A liquid of density ` rho` and surface tension ` sigma ` rises in a capillary tube of diameter `d`. Angle of contact between the tube and liquid is zero.
In the above problem, the increase in gravitational potential energy of the liquid due to rise in the capillary is :

To find the increase in gravitational potential energy of a liquid that rises in a capillary tube, we can follow these steps: ### Step 1: Determine the height of the liquid rise (H) The height to which the liquid rises in a capillary tube can be calculated using the formula for capillary rise: \[ H = \frac{2\sigma \cos \theta}{\rho g r} \] Given that the angle of contact \(\theta = 0\), we have \(\cos \theta = 1\).
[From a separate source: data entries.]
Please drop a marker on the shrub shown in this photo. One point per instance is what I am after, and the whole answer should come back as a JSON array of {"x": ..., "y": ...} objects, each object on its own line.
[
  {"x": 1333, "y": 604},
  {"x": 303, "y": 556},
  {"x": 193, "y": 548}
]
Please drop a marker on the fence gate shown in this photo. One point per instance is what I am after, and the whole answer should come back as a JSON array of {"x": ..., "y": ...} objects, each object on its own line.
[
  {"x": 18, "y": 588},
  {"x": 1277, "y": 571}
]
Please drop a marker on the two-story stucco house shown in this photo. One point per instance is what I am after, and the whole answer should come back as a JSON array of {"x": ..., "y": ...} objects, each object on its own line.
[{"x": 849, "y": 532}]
The radius \(r\) is half of the diameter \(d\), so \(r = \frac{d}{2}\). Substituting these values into the formula gives: \[ H = \frac{2\sigma \cdot 1}{\rho g \cdot \frac{d}{2}} = \frac{4\sigma}{\rho g d} \] ### Step 2: Calculate the mass of the liquid that has risen The volume \(V\) of the liquid that has risen in the capillary tube can be expressed as: \[ V = \text{Area} \times \text{Height} = \left(\frac{\pi d^2}{4}\right) H \] Substituting for \(H\): \[ V = \left(\frac{\pi d^2}{4}\right) \left(\frac{4\sigma}{\rho g d}\right) = \frac{\pi d \sigma}{\rho g} \] The mass \(m\) of the liquid can be calculated using the density \(\rho\): \[ m = \rho V = \rho \left(\frac{\pi d \sigma}{\rho g}\right) = \frac{\pi d \sigma}{g} \] ### Step 3: Calculate the increase in potential energy (U) The increase in gravitational potential energy \(U\) of the liquid can be calculated using the formula: \[ U = mgh_{cm} \] Where \(h_{cm}\) is the height of the center of mass of the liquid. Since the liquid rises to height \(H\), the center of mass will be at \(\frac{H}{2}\): \[ h_{cm} = \frac{H}{2} = \frac{2\sigma}{\rho g d} \] Substituting \(m\) and \(h_{cm}\) into the potential energy formula: \[ U = \left(\frac{\pi d \sigma}{g}\right) g \left(\frac{2\sigma}{\rho g d}\right) \] Simplifying this expression: \[ U = \frac{\pi d \sigma}{g} \cdot g \cdot \frac{2\sigma}{\rho g d} = \frac{2\pi \sigma^2}{\rho g} \] ### Final Result Thus, the increase in gravitational potential energy of the liquid due to rise in the capillary tube is: \[ U = \frac{2\pi \sigma^2}{\rho g} \]